As a once-upon-a-time English major, a paper and pen kind of girl, and a hoarder of books (which often necessitated storage units or piled up in precariously stacked book boxes during my apartment-dwelling years), I used to view the emergence of eBooks as a literary option for kids, tweens and teens with a sense of trepidation. My favorite moment of every day with my preschooler is that stretch of time before bed when we devour two, three or even four books with shared glee. But the latest findings from Pew Research, and early indicators from our own YouthBeat study (eBook ownership among youth households is up from 6% in 2010 to 15% in 2011; from 1% of youth owning the device on their own to 3%), suggest that the eBook is on the rise, and most likely, here to stay.
Last week, I had the privilege of speaking at the conference, “Children's Publishing Goes Digital.” Listening to industry experts reminded me of the many reasons why eReaders deserve a second look by suspicious parents, and serious consideration by companies and organizations seeking platform and promotional partners. Additionally, more and more educators have been studying the potential and the possibilities for eBooks among youth and specific sub-groups within this broad category. So here’s what gives this old school book ogler reason to rally behind this reading innovation:
- eReaders don’t fundamentally change books. A look at the list of highest selling eBooks suggests that a book is a book is a book. Dr. Seuss still sells, regardless of whether his rhymes are read in paper form or on a portable digital device. Content is still king, and a move to digital doesn’t mean that a great story doesn’t constitute the first hurdle for publication. As long as stories are still evaluated for their narrative quality, and not their cool quotient, it shouldn’t really matter how we read them. And if we can’t give up our paper products, I wonder if books have just become fetishes that we like to look at on our shelves? (Note: I write this in front of a very, very large bookshelf, populated by a lot of pretty lit).
- eReaders might bring in more readers. Reluctant, struggling readers, and readers with special needs can all benefit from the way in which eReaders reinvent the reading experience. Being able to hear a tricky word pronounced by touching it, or getting to play a game for finishing a chapter might seem like unnecessary supports or incentives, but from the perspective of kids who haven’t yet found reading to be rewarding (and the parents of those kids), eReaders might make the difference.
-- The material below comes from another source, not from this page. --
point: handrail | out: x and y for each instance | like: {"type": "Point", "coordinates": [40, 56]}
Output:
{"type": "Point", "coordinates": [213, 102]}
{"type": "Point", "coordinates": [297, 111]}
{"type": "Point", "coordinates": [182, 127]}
- eReaders make books more complex – not more superficial. For today’s digital natives, every experience – whether it’s watching a movie, playing a video game, or even hearing an idea in school – comes with the expectation that you can go deeper on your own. Why should books be any different? And doesn’t the desire to learn more about an author, or “hear” a song described in a book actually sung, or find a land you’re reading about on an actual map all speak to a need for a stronger connection with books – not a weaker one?
- eReaders make reading more cost effective and environmentally friendly. Yes, that first device costs a lot, but a download is much cheaper than a bestseller at cover price. And what about all that paper? Maybe eReaders will make it easier for this earth-conscious cohort to indulge in words without worrying about wasting more trees.
Perhaps the most important benefit of eReaders is that their mere existence has inspired a new generation of entrepreneurs and innovators to think carefully about reading! Books are no longer nostalgic baubles, but have once again become catalysts for changing the way we live.
Still, some caveats exist. Most researchers (and many speakers at the industry conference) affirmed that familiarity with old-fashioned books still serves as an important foundation for literacy. Infants benefit greatfully from the education that comes from sitting on a caregivers’ lap and learning that stories work sequentially, that pages turn in one direction, and that stories have a beginning, a middle and an end. Games and puzzles might be fun, but shouldn’t interrupt the carefully crafted flow that an author intends. And does the art work that often separates a good picture book from a great one always translate to a digital device?
And, of course, there are outstanding questions. Can a digital bookstore ever capture the magic of a physical one? (Check out this homage to the bricks and mortar bookstore that is making the rounds on YouTube). How does “discovery” happen in the digital world (a problem which many of the entrepreneurs at Children’s Publishing Goes Digital seem to be working on)?
But for now, we find ourselves inspired by eReaders’ possibilities more than pessimistic about what it might mean to reading.